1. Serán castigados con la pena de prisión de seis meses a tres años o multa de doce a veinticuatro meses:
a) Quienes por medio de recompensa, dádivas, remuneraciones o promesas de las mismas, soliciten directa o indirectamente el voto de algún elector, o le induzcan a la abstención.
b) Quienes con violencia o intimidación presionen sobre los electores para que no usen de su derecho, lo ejerciten contra su voluntad o descubran el secreto de voto.
c) Quienes impidan o dificulten injustificadamente la entrada, salida o permanencia de los electores, candidatos, apoderados, interventores y notarios en los lugares en los que se realicen actos del procedimiento electoral.

Artículo 146 de la LOREG.

Y ahora mirad el código 510 del código penal:

1. Serán castigados con una pena de prisión de uno a cuatro años y multa de seis a doce meses:

a) Quienes públicamente fomenten, promuevan o inciten directa o indirectamente al odio, hostilidad, discriminación o violencia contra un grupo, una parte del mismo o contra una persona determinada por razón de su pertenencia a aquél, por motivos racistas, antisemitas u otros referentes a la ideología, religión o creencias, situación familiar, la pertenencia de sus miembros a una etnia, raza o nación, su origen nacional, su sexo, orientación o identidad sexual, por razones de género, enfermedad o discapacidad.

b) Quienes produzcan, elaboren, posean con la finalidad de distribuir, faciliten a terceras personas el acceso, distribuyan, difundan o vendan escritos o cualquier otra clase de material o soportes que por su contenido sean idóneos para fomentar, promover, o incitar directa o indirectamente al odio, hostilidad, discriminación o violencia contra un grupo, una parte del mismo, o contra una persona determinada por razón de su pertenencia a aquél, por motivos racistas, antisemitas u otros referentes a la ideología, religión o creencias, situación familiar, la pertenencia de sus miembros a una etnia, raza o nación, su origen nacional, su sexo, orientación o identidad sexual, por razones de género, enfermedad o discapacidad.

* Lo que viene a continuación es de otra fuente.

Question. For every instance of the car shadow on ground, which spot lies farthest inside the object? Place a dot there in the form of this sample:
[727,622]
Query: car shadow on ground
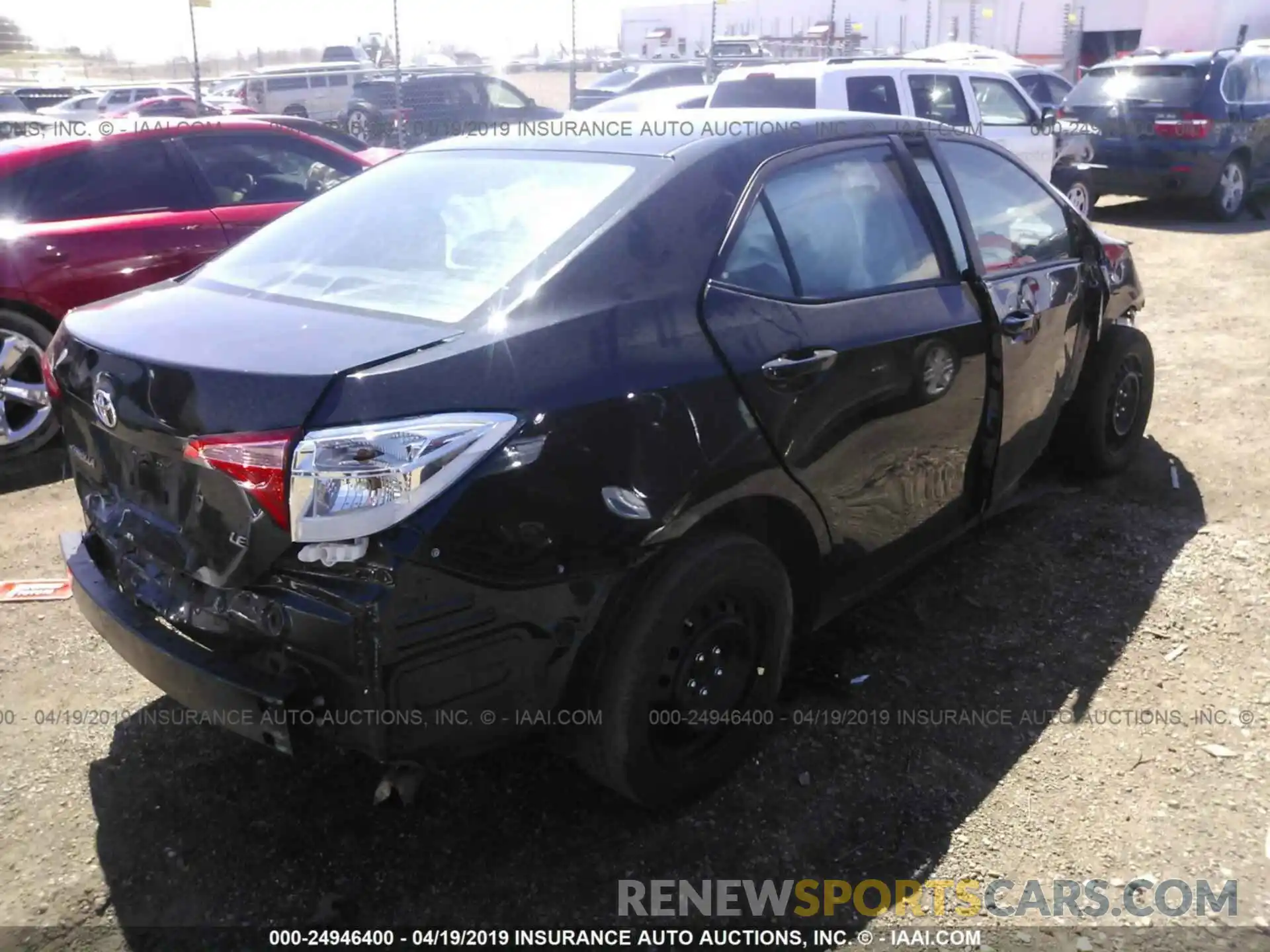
[1183,216]
[1020,619]
[40,469]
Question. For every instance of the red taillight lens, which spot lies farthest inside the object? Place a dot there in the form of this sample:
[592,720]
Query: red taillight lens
[46,371]
[1189,126]
[254,461]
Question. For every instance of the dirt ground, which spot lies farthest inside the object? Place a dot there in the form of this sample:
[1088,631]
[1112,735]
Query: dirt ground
[1129,594]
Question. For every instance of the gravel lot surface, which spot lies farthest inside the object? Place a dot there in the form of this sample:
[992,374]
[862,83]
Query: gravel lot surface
[1133,594]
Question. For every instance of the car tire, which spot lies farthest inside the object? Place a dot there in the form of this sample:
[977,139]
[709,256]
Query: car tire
[1080,193]
[1100,429]
[1231,192]
[714,614]
[23,428]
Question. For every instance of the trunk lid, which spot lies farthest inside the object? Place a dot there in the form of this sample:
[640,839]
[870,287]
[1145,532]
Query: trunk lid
[144,375]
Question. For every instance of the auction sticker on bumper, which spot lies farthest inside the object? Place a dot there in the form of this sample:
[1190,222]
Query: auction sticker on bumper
[36,590]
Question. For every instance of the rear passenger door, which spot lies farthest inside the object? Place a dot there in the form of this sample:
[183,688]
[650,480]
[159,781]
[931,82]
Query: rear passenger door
[1027,245]
[251,178]
[859,348]
[110,219]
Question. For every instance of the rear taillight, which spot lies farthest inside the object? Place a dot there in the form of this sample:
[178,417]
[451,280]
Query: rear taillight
[255,461]
[1118,262]
[46,371]
[1189,126]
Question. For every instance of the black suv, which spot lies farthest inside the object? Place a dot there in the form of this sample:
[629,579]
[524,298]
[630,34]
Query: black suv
[1177,125]
[639,79]
[437,104]
[577,434]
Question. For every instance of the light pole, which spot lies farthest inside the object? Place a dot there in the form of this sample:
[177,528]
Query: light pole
[397,73]
[714,20]
[573,51]
[193,40]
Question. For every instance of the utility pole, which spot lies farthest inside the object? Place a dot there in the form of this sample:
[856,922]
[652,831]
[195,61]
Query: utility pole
[397,70]
[573,51]
[193,40]
[714,23]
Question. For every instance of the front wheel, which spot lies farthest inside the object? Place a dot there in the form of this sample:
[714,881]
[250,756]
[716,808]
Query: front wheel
[689,677]
[1100,430]
[27,420]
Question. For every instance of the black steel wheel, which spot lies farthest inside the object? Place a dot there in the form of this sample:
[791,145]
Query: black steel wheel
[1100,430]
[686,678]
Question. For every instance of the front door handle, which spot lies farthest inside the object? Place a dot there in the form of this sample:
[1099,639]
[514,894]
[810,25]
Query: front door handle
[799,364]
[1019,324]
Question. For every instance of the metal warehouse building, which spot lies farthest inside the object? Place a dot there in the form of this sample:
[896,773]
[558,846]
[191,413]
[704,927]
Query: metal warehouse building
[1044,31]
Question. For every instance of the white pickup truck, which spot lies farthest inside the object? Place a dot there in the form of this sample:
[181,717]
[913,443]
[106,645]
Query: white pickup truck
[984,100]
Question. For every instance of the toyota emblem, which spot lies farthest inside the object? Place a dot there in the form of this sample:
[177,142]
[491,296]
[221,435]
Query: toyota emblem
[103,404]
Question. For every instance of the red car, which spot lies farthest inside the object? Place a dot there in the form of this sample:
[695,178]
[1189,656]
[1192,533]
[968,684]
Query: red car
[182,108]
[88,219]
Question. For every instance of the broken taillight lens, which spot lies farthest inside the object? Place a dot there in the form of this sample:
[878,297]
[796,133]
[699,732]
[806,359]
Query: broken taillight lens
[46,371]
[255,461]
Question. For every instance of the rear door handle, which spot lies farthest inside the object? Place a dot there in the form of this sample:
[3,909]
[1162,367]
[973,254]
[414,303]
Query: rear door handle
[1019,324]
[799,365]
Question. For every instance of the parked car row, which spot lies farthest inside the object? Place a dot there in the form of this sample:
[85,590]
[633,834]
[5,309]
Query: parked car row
[455,456]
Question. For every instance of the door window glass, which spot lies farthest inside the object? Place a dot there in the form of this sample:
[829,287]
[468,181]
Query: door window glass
[850,225]
[1000,103]
[1016,222]
[873,95]
[103,180]
[503,97]
[939,98]
[261,169]
[756,262]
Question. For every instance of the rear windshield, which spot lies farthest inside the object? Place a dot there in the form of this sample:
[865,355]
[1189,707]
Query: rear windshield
[431,235]
[616,80]
[762,91]
[1156,84]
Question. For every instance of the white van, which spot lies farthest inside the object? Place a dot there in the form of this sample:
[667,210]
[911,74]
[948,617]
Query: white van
[966,97]
[318,91]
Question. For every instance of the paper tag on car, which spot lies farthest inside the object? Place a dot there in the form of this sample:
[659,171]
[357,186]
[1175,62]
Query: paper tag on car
[36,590]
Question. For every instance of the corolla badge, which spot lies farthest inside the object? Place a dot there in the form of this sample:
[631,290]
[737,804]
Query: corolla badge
[103,404]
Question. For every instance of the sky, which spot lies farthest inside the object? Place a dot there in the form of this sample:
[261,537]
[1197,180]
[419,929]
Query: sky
[159,30]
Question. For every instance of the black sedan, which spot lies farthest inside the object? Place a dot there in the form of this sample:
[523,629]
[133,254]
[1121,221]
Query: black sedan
[432,474]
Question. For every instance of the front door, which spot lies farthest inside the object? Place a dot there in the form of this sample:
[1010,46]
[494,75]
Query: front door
[1028,251]
[859,349]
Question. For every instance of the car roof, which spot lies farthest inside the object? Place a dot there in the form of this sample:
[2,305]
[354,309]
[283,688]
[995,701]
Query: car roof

c) Públicamente nieguen, trivialicen gravemente o enaltezcan los delitos de genocidio, de lesa humanidad o contra las personas y bienes protegidos en caso de conflicto armado, o enaltezcan a sus autores, cuando se hubieran cometido contra un grupo o una parte del mismo, o contra una persona determinada por razón de su pertenencia al mismo, por motivos racistas, antisemitas u otros referentes a la ideología, religión o creencias, la situación familiar o la pertenencia de sus miembros a una etnia, raza o nación, su origen nacional, su sexo, orientación o identidad sexual, por razones de género, enfermedad o discapacidad, cuando de este modo se promueva o favorezca un clima de violencia, hostilidad, odio o discriminación contra los mismos.

Artículo 510 del CP.

Podemos estar en contra de determinadas opiniones políticas. Y podemos opinar sobre ello públicamente. Pero nunca perseguir a quien piensa diferente. No solo es inmoral, sino que se trata de un delito.

Es curioso, pero hay que recordar a La Sexta, que perseguir a quien opina diferente es algo típicamente de… sí, de fachas.

Chard, Persecución.

Actualización:

Esta mañana Cristina Pardo se disculpaba en Twitter:

Algo que le honra. Aunque a ver dónde acaba esto, porque el delito está cometido.